The Activity Inventory: an adaptive visual function questionnaire.

Optom Vis Sci

Lions Vision Research and Rehabilitation Center, Wilmer Ophthalmological Institute, School of Medicine, Johns Hopkins University, Baltimore, Maryland, USA.

Published: August 2007

Purpose: The Activity Inventory (AI) is an adaptive visual function questionnaire that consists of 459 Tasks nested under 50 Goals that in turn are nested under three Objectives. Visually impaired patients are asked to rate the importance of each Goal, the difficulty of Goals that have at least some importance, and the difficulty of Tasks that serve Goals that have both some importance and some difficulty. Consequently, each patient responds to an individually tailored set of questions that provides both a functional history and the data needed to estimate the patient's visual ability. The purpose of the present article is to test the hypothesis that all combinations of items in the AI, and by extension all visual function questionnaires, measure the same visual ability variable.

Methods: The AI was administered to 1880 consecutively-recruited low vision patients before their first visit to the low vision rehabilitation service. Of this group, 407 were also administered two other visual function questionnaires randomly chosen from among the Activities of Daily Living Scale (ADVS), National Eye Institute Visual Functioning Questionnaire (NEI VFQ), 14-item Visual Functioning Index (VF-14), and Visual Activities Questionnaire (VAQ). Rasch analyses were performed on the responses to each VFQ, on all responses to the AI, and on responses to various subsets of items from the AI.

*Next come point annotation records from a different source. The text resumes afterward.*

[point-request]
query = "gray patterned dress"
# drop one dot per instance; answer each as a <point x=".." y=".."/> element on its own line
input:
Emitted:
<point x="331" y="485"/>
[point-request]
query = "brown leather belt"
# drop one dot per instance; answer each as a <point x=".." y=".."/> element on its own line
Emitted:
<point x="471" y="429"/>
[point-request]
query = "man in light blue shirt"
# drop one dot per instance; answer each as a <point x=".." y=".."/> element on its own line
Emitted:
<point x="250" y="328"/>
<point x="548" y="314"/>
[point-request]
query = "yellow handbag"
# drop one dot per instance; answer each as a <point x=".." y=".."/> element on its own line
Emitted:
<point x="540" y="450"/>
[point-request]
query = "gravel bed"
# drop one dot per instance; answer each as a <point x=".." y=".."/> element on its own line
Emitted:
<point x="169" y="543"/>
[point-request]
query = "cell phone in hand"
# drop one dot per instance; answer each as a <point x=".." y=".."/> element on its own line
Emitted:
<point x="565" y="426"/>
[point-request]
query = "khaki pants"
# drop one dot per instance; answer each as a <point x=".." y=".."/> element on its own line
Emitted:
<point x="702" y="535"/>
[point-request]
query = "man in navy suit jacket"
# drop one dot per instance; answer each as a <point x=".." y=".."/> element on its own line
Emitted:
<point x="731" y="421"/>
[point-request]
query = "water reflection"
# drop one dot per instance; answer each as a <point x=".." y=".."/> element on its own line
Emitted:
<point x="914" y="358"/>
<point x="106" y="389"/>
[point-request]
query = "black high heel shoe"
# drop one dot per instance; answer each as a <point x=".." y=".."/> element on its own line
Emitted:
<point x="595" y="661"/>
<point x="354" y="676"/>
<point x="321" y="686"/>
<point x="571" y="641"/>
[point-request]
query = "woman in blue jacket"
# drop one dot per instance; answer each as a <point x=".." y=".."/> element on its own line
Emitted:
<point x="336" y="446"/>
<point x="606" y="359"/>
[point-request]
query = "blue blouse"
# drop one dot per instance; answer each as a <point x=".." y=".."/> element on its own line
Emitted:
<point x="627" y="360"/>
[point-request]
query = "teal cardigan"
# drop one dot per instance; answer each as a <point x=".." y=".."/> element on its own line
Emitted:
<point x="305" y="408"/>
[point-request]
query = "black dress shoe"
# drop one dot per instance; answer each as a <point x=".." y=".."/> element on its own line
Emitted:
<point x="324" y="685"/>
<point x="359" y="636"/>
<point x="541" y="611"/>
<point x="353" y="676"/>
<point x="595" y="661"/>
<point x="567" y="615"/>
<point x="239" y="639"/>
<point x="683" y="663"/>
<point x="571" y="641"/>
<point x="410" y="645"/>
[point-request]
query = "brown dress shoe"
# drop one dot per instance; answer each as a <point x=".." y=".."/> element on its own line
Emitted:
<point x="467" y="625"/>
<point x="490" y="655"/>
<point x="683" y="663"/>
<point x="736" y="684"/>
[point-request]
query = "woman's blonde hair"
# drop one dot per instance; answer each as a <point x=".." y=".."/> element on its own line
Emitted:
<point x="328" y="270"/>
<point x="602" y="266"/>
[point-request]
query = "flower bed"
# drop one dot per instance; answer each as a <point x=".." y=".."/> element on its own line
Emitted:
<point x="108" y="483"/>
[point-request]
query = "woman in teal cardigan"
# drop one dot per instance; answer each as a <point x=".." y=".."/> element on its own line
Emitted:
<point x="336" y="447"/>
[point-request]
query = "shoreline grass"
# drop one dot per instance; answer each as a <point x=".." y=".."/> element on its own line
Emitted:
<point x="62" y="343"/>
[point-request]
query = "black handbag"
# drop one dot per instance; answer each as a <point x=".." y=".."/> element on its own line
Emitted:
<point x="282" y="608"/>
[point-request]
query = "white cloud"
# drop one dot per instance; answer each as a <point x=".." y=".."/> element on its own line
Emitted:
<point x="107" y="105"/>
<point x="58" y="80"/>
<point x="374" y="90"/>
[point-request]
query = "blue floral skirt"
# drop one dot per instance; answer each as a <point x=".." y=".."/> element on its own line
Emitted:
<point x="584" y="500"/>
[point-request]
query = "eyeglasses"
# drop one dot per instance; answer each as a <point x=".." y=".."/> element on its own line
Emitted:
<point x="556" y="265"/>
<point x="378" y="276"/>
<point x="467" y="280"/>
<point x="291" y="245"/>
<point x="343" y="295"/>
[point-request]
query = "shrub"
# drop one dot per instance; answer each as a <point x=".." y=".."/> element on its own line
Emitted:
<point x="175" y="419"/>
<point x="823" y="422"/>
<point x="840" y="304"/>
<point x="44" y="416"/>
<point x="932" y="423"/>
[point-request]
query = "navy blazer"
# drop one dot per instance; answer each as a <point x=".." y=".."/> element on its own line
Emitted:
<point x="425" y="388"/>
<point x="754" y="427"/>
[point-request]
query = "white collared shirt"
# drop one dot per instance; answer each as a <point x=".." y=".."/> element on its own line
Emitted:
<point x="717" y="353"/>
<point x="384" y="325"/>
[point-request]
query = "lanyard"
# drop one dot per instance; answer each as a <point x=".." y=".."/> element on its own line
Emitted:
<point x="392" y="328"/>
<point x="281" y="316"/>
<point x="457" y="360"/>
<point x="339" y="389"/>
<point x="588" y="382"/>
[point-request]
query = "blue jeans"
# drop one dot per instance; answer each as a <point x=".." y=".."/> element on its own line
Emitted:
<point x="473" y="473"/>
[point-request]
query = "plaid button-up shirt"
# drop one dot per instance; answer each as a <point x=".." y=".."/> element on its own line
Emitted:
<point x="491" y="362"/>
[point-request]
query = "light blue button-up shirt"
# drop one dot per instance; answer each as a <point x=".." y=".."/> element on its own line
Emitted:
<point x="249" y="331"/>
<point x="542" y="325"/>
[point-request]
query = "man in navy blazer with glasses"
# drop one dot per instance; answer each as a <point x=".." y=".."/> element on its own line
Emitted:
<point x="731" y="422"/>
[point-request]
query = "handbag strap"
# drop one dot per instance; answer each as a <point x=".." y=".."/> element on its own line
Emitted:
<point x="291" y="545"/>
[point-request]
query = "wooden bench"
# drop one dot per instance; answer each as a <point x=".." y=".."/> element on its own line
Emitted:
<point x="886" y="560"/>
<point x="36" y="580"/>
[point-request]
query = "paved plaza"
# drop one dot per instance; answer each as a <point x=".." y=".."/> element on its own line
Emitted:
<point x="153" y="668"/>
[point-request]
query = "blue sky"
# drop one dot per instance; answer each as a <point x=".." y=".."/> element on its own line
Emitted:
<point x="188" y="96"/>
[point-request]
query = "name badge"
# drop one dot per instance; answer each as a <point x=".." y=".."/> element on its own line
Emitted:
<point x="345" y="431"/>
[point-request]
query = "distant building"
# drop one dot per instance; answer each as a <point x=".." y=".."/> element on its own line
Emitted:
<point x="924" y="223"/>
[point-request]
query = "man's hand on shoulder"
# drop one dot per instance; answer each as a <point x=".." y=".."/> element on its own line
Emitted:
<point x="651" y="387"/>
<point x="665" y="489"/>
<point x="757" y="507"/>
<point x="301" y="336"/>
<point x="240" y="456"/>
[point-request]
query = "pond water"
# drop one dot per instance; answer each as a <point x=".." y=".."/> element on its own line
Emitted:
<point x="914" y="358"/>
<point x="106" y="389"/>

Results: The pattern of fit statistics for AI item and person measures suggested that the estimated visual ability variable is not unidimensional. Reading-related and other items requiring high visual resolution had smaller residual errors than expected and mobility-related items had larger residual errors than expected. The pattern of person measure residual errors could not be explained by the disorder diagnosis. When items were grouped into subsets representing four visual function domains (reading, mobility, visual motor, visual information), and separate person measures were estimated for each domain as well as for all items combined, visual ability was observed to be equivalent to the first principal component and accounted for 79% of the variance. However, confirmatory factor analysis showed that visual ability is a composite variable with at least two factors: one upon which mobility loads most heavily and the other upon which reading loads most heavily. These two factors can account for the pattern of residual errors. High product moment and intraclass correlations were observed when comparing different subsets of items within the AI and when comparing different VFQs.

Conclusions: Visual ability is a composite variable with two factors; one most heavily influences reading function and the other most heavily influences mobility function. Subsets of items within the AI and different VFQs all measure the same visual ability variable.